Progesterone derivatives that bind to the digitalis receptor: effects on 86Rb uptake and contractility in the isolated guinea pig heart

Abstract
Chlormadinone acetate, 6-chloro-4,6-pregnadien-17α-ol-3,20-dione 17-acetate (CMA), a progestin that binds to the cardiac glycoside (CG) receptor, inhibits 86Rb uptake in slices of the guinea pig heart (Langendorff preparation), previously perfused with the steroid in Krebs – Henseleit – bicarbonate with or without 0.125% serum albumin. CMA consistently inhibits 86Rb uptake at low concentrations, < 10−8 M, is more potent than ouabain in this regard, and at these concentrations usually does not affect contractility, although occasional instances of transient positive inotropy occur. At higher concentrations, (10−7 and 10−6 M) uptake of 86Rb by CMA is depressed further and is usually accompanied by diminished contractile force. CMA was reduced to the 3β-hydroxy derivative and converted to the more water-soluble 3β-hemisuccinate (CMA-S).
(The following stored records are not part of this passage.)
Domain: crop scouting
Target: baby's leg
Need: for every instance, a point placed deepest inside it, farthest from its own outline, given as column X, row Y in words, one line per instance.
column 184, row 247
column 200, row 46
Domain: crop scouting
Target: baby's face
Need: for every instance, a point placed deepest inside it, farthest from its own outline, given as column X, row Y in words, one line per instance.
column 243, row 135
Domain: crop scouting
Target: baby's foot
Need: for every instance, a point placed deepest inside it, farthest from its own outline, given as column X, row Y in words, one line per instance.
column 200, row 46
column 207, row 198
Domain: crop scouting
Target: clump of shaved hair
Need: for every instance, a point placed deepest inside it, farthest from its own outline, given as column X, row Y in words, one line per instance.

Occasional positive, although transient, increases in contractile force were elicited by CMA-S, but cardiac depression predominated, and higher concentrations induced cardiotoxicity. The addition of 10−7 to 10−6 M CMA-S to perfusion medium containing a cardiostimulant concentration (10−6 M) of ouabagenin resulted in depression of contractility. We propose several alternative hypotheses to explain our results: (a) CMA and CG compete for the same receptor site (Na+–K+ ATPase) and both drugs inhibit the enzyme; only the CG-induced conformation of the receptor is coupled to the mechanism responsible for positive inotropy; (b) CMA and CG compete for sites coupled to both pump inhibition and positive inotropy, but CMA, additionally, has effects on the cardiac cell that antagonize positive inotropy; the often described depressant action of progesterone on cardiac tissue may reside, as well, in CMA and might counteract to a variable extent any inherent positive inotropic action; (c) both CMA and CG inhibit the pump; only CG interacts with an additional site linked to positive inotropy and this action is antagonized by CMA; and (d) occasional transient increases but more frequent depression in contractile force elicited by the progesterone derivatives, the depression of contractility by low concentrations of CG, and the apparent pump stimulation by low concentrations of both classes of compounds reflect the differing affinities of CMA, CMA-S, and individual CGs for receptor sites mediating pump inhibition, positive inotropy, and negative inotropy.